Few screw-ups are ever that technically interesting. The point of a postmortem isn't to be interesting, it's to explain what went wrong, why, and what you are doing to prevent it from happening again in the future.
Why? How does the honesty (in this case openness really) change the quality?
Genuine question: Would you rather have an org that's always reliable but private in their tech or one that has issues but open about them?
Plenty of companies also communicate the status and that something is happening but don't fully expound on all the internal details. Not sure why it's such a big difference if they did. It feels like fake PR trust to me.
You are, of course, entitled to your opinion. I don't think its going to hurt their business at all.
To me it seemed that it was a bug in the tooling that split the index change into two separate change requests. I'm sure a change request supports more than one piece of DDL, and it must have worked in the normal case, otherwise they would have run into this problem much earlier. So it was likely some weird corner case.

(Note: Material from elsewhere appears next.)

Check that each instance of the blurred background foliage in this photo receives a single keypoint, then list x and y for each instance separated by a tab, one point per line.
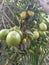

Now that I think about it, this could happen to us as well. We have peer review for each database change, but only at the source level (so, definition of the schema); the actual commands for schema changes are usually generated automatically. If some bug in that step existed that was only triggered in weird corner cases, we'd be screwed.
A backup of our main database takes about 7 hours to restore, and then we'd have to reply the binlogs from the time of the last snapshot up to the failed schema changes, so I guess we'd lose about a solid work day if things went down south. Yikes.
If you're using any of the DBIx::Class deployment tools they should be perfectly happy writing the DDL to disk and then running it from there, specifically to make it possible to audit the DDL as part of the commit that changed the result classes.
Generated != unauditable, especially when the tools are trying their best to co-operate :D
If nothing else, I don't understand the role of "database operator" if they'll just blindly delete a critical index without thinking about it. Shouldn't that person have known better than anybody how critical the index was?
One is to keep it running, monitor disc space, response times etc. but otherwise leave the schema to the developers.
Or you can own the schema, discuss all the changes and migrations with the developers etc.
If it was the first kind of DB operation (which wouldn't surprise me, because that's what our $work has as well), it's not surprising that they trust the developers to provide sane DDL patches.
TBH, it seems odd to call the first one a "database operator" instead of an IT admin.
The issue IMO is splitting an otherwise atomic procedure (creation/drop of index) into two change tickets. I'd be interested to know how the DDL was communicated to ops that led to its getting split.
This incident report reminded me of the 'Game Day Exercise' post from 2014:
in which one robustness check that should be a continuous-integration kind of test, or at least a daily test of a normally working system, is such a big deal to them that they make a big 'Game Day' about it, and serious problems result from this one simple test.
After they have lots of paying customers, of course.
I know we are supposed to be positive and supportive on HN but this was a red flag that the entire department has no idea what an actual robust system looks like and were so far away from that, after having built a substantial amount of software, that expecting them to ever get there may be wishful thinking.
So I am completely unsurprised that they are having this kind of problem. The post-mortem reveals problems that could only occur in systems designed by people who do not think carefully about robustness ... which is consistent with the 2014 post. It kind of shocks me that anyone lets Stripe have anything to do with money.